WH to Renew Muslim Outreach
President Barack Obama is preparing a fresh outreach to the Muslim world in coming days, senior U.S. officials say, one that will ask those in the Middle East and beyond to reject Islamic militancy in the wake of Osama bin Laden's death and embrace a new era of relations with the U.S.
Mr. Obama is preparing to deliver that message in a wide-ranging speech, perhaps as early as next week, these officials say. The president intends to argue that bin Laden's death, paired with popular uprisings sweeping North Africa and the Middle East, signal that the time has come to an end when al Qaeda could claim to speak for Muslim aspirations.
"It's an interesting coincidence of timing—that he is killed at the same time that you have a model emerging in the region of change that is completely the opposite of bin Laden's model," Ben Rhodes, deputy national security adviser at the White House, said in an interview.
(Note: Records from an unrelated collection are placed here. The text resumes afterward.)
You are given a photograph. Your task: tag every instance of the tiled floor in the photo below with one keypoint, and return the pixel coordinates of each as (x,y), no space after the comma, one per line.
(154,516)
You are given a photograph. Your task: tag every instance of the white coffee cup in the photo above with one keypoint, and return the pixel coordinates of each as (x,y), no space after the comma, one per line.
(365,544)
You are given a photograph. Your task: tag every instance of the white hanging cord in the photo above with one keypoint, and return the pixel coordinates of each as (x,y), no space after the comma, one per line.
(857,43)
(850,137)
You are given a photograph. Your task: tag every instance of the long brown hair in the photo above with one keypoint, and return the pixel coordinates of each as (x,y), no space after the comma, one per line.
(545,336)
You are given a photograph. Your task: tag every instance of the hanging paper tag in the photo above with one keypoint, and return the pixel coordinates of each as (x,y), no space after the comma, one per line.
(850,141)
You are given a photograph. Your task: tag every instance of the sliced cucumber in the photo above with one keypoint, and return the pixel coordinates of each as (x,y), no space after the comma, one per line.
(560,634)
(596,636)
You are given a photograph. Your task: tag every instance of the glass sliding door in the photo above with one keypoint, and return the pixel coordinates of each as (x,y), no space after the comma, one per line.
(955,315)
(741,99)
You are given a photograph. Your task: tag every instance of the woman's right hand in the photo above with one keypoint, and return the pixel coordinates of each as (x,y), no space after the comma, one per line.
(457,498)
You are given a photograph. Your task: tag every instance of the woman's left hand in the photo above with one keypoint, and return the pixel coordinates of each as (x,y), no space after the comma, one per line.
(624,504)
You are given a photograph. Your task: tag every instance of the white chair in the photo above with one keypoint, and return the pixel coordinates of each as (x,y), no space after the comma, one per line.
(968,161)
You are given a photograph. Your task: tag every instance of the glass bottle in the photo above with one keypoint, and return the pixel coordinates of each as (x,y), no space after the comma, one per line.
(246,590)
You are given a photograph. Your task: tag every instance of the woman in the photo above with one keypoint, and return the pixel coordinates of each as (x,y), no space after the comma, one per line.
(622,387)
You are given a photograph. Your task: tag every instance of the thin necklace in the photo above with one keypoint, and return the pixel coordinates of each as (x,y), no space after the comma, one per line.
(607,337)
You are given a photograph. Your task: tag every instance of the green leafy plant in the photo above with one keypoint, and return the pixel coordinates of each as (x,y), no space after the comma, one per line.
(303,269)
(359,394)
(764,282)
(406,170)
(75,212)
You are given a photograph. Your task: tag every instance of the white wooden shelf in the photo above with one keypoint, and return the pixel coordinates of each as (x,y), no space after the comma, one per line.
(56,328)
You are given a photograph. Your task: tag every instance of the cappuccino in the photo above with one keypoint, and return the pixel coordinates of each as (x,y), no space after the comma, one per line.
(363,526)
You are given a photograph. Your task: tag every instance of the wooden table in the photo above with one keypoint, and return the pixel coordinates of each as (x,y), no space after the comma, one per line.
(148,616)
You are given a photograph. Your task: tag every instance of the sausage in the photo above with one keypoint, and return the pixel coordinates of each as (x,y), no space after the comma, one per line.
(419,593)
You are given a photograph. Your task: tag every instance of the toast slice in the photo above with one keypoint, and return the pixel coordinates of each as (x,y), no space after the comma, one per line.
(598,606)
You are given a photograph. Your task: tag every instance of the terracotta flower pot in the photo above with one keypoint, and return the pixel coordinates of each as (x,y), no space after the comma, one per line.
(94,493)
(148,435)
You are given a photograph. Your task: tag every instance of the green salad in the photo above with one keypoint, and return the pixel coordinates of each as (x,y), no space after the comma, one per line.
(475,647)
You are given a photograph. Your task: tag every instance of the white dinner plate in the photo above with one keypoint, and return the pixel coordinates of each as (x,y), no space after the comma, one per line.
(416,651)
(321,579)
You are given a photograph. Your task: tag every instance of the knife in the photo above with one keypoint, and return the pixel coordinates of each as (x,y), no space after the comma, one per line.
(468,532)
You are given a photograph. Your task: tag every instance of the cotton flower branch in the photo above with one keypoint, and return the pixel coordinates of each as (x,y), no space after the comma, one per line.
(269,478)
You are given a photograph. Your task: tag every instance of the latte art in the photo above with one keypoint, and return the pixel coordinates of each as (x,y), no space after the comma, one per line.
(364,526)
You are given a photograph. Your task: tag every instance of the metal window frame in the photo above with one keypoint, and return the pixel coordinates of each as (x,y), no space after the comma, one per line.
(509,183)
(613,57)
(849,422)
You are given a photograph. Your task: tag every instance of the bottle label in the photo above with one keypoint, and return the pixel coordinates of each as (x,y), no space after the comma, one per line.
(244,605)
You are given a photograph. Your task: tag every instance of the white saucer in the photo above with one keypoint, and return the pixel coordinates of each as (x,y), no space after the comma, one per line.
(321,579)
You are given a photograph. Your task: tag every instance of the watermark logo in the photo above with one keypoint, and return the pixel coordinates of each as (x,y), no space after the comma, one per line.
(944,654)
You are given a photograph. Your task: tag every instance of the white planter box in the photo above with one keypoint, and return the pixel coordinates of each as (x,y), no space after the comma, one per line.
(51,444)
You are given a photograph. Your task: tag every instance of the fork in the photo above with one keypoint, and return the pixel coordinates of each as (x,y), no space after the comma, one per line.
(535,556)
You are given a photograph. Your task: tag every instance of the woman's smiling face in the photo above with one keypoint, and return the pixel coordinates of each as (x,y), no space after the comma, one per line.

Since January, popular uprisings have overthrown the longtime dictators of Tunisia and Egypt. They have shaken rulers in Libya, Bahrain, Syria, Yemen and Jordan, marking the greatest wave of political change the world has seen since the fall of the Berlin Wall.
But the push for democracy appears to have stalled in some countries. The street protests against Libyan leader Moammar Gadhafi have morphed into a civil war, with North Atlantic Treaty Organization backing the rebels. Syrian President Bashar al-Assad and Bahrain's ruling Khalifa family have both met demonstrations with violence.